On March 27, 2001, we effected a one-for-five reverse split of our common stock. All share and per share information included in this quarterly report on Form 10-Q have been retroactively adjusted to reflect the reverse stock split.

Note 3 — Liquidity and Going Concern Issues

As noted above, all of our significant subsidiaries are in bankruptcy, liquidation or rehabilitation; and we have terminated all operations. We had at September 30, 2002 a consolidated working capital deficiency of approximately $7.2 million, and a deficiency in stockholders’ equity of approximately $10.3 million. We have no remaining operations and no means of generating additional capital.

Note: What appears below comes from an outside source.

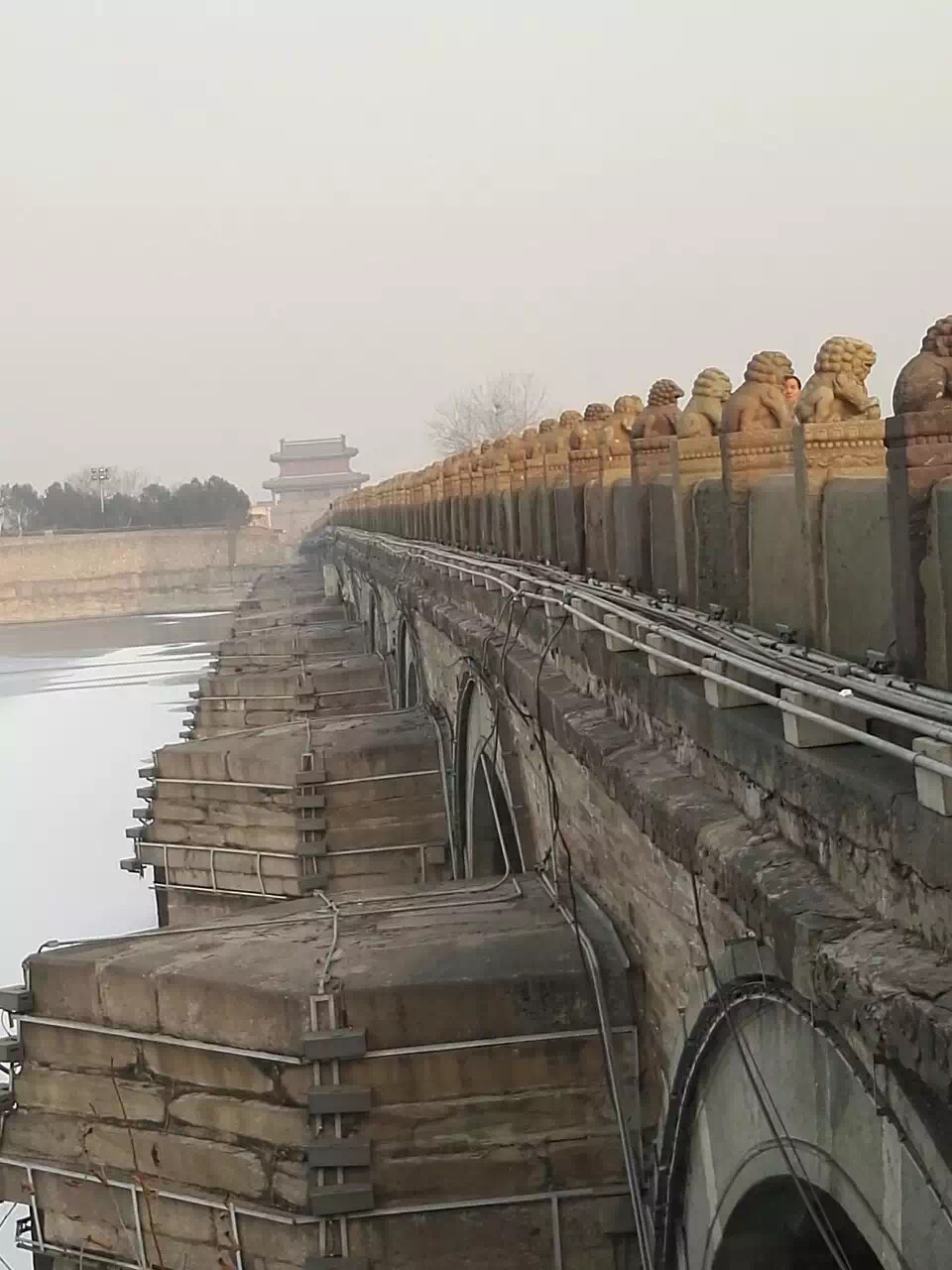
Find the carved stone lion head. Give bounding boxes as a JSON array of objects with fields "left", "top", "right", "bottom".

Furthermore, of our total cash of $2.8 million at September 30, 2002, all but $133,000 was held at subsidiaries where the transfer of cash to MHP requires the approval of regulatory authorities. Subsequent to September 30, 2002 we were able to transfer $100,000 from one of our subsidiaries to MHP. We cannot give any assurance that we will be able to transfer any more funds to MHP. MHP has certain contractual undertakings for which it may be liable and there are various claims that may be asserted against it, including, among others, undertakings to and/or purported claims against it by vendors and former employees of its subsidiaries who have provided goods or services to those subsidiaries.

At April 1, 2001, a note held by MHP in the approximate amount of $2.9 million became due. The note, issued by a shareholder and former executive officer of MHP, had not been paid as of November 8, 2002. We commenced an action in California state court to collect on the note, and on October 18, 2001, the court granted summary adjudication in our favor. We cannot give assurance that we will recover all or a significant portion of this note. This note is presented as a reduction in shareholders’ equity in the consolidated balance sheets.

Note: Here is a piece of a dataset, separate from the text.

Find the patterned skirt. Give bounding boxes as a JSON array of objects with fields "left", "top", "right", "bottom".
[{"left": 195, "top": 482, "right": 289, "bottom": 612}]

MHP has defaulted in making the monthly payments due a former executive under his consulting agreement since October of 2001. The total amount due the former executive for the period of October 2001 through September 30, 2002 is approximately $515,000. Under that agreement, the former executive may elect to receive the present value of the remaining consulting fees due to him through June 30, 2003, which is estimated at no more than $900,000. We have not received any notice from the former executive seeking to make such election.

These conditions raise substantial doubt about our ability to continue as a going concern. The financial statements do not include any adjustments to reflect the possible future effects on the recoverability and classification of assets or the amounts and classifications of liabilities that may result from the outcome of these uncertainties.

Because of our financial condition, our continuing losses, the absence of business opportunities and the claims of our creditors, we may seek protection under the Bankruptcy Code.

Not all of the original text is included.